I was down in the Wall Street area recently and there’s plenty for the Occupy Movement to learn there – if they wanted.
Zucotti Park, quondam home of the movement, is almost adjacent to the 9/11 Memorial, an object lesson in giving too many people control over a decision. Not only were the landlord of the former World Trade Center and the Port Authority of New York and New Jersey involved, but former Mayor Rudolph Giuliani promised the families of victims that they would have veto power over any proposed designs for the memorial. The result is a missed opportunity that took ten years to reach full disappointment. The 9/11 Memorial is neither as emotionally engaging as the Vietnam Veterans Memorial in Washington, D.C. or as serene and welcoming as a park. Instead, it is two holes filled with water and surrounded by tourists. If Occupy Wall Street wants to avoid a similar fate, they are going to need effective leadership, not some loose, self-defeating confederation that accomplishes nothing and takes a long time not to do it.
Only a block or two away from Zucotti Park is 23 Wall Street, former home of J.P Morgan and Company. An imposing stone building almost directly across from The New York Stock Exchange, it still bears the marks of an attempt by anarchists to blow it up in 1920 by parking a wagon full of explosives alongside it. (Warning: animals were hurt in the production of this anecdote.) Instead of destabilizing society and ushering in a millenium of economic justice, they succeeded only in making powerful enemies of J.P. Morgan and the U.S. government. (Almost, but not quite, the same thing.) Not that Occupy is likely to spawn bomb-throwers, but if they are tempted to take shortcuts, this is why they shouldn’t. Strategic targets, however, can be useful, but you have to know who they are, what they do and what you expect to accomplish.
You don’t have to go a block away to find the perfect example. At 140 Broadway, the very building that faces Zucotti Park, are the offices of Brown Brothers Harriman. You can’t miss it. The name is in big letters on both sides of the building.
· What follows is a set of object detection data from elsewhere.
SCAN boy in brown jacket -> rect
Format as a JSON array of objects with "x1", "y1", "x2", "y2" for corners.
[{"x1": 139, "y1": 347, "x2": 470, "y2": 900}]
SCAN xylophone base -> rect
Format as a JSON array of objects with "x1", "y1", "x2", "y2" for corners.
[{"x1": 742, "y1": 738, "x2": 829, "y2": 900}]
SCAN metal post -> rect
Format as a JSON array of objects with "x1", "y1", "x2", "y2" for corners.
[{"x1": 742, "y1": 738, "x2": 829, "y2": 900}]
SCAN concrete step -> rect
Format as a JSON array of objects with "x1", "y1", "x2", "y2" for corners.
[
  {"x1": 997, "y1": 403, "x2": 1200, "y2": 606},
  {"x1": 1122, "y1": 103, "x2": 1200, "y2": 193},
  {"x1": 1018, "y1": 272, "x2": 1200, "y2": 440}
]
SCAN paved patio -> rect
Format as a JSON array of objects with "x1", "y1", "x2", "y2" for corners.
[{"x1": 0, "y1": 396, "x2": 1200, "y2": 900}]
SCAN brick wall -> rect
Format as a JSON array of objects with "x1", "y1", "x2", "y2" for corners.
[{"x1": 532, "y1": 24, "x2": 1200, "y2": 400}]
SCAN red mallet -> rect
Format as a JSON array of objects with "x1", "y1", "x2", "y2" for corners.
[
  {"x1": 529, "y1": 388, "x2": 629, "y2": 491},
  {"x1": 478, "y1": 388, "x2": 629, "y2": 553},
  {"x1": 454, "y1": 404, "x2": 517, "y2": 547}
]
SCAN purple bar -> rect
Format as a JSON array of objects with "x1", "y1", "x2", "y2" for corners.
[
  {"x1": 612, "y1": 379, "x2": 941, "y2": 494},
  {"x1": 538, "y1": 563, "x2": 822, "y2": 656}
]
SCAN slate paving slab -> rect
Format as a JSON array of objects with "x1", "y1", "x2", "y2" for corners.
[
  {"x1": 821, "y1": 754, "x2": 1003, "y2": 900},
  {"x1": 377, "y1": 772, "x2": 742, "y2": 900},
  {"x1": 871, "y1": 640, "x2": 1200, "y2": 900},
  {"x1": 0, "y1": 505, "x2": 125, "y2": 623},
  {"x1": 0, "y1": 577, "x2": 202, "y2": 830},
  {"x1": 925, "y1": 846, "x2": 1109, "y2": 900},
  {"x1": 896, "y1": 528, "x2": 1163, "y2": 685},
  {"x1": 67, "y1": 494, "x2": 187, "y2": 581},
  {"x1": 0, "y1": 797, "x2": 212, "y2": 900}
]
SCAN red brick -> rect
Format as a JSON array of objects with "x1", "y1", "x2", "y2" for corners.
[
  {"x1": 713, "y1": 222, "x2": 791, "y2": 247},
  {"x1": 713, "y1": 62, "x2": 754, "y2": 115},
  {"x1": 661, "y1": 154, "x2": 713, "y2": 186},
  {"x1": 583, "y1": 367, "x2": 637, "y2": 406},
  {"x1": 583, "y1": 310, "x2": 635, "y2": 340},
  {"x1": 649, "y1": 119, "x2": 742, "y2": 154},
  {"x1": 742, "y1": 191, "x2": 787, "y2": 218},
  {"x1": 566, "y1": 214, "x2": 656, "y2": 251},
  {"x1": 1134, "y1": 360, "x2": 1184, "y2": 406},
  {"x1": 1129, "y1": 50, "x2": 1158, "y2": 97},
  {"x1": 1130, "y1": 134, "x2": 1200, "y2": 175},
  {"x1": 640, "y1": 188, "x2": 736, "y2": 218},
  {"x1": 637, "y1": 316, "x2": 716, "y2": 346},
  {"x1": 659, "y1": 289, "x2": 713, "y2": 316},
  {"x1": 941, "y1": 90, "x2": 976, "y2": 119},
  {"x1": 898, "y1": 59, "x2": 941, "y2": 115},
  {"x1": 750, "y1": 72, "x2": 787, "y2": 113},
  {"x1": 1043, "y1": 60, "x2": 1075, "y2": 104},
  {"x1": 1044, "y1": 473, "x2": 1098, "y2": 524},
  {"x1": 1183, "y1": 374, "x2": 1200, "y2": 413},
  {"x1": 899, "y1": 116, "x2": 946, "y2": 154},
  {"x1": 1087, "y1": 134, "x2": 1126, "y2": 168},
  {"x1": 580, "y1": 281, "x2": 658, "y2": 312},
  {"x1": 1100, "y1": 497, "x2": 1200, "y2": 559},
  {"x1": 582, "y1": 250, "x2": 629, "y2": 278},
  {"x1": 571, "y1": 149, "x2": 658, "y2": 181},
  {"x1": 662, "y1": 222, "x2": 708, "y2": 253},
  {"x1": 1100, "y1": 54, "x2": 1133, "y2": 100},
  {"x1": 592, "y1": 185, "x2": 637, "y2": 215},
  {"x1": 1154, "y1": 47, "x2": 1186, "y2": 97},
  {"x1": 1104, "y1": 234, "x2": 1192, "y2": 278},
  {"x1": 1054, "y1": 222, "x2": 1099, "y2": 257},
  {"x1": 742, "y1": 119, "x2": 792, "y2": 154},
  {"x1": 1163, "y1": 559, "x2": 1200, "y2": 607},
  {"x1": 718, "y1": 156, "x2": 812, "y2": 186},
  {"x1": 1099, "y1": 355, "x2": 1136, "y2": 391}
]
It’s the oldest and largest private bank in the U.S. and was founded, in part, by Governor and Ambassador W. Averill Harriman with money from his father, E. H. Harriman, who owned five railroads, a steamship company and Wells Fargo. Among the people it’s employed, over the years, are former Federal Reserve chairman Alan Greenspan and two guys named Bush, I forget their first names. Brown Brothers Harriman is as insular and old school as wealth and power gets in this country. If Occupy Wall Street could get on its radar, much less effect any change in its practices, that would be consequential. Yet these movers and shakers aren’t on the movement’s radar. I’ll bet that people in the park stare at this building every day without knowing or caring what goes on inside.
What about those people in the park? There weren’t many on a weekday afternoon. One man was dressed in a cape and cowl that read, “Dark Knight.” I’m sure he was an enemy of injustice, but I don’t think the allusion to Batman helps. The others were a motley crew in various stages of hygiene: past, passing and to come. Fortunately, it doesn’t reflect the vigor of the Occupy Wall Street Movement. I have it on impeachable authority (not very impeachable, but not un -) that, these days, most of the movement’s work is done in committee. Like Congress.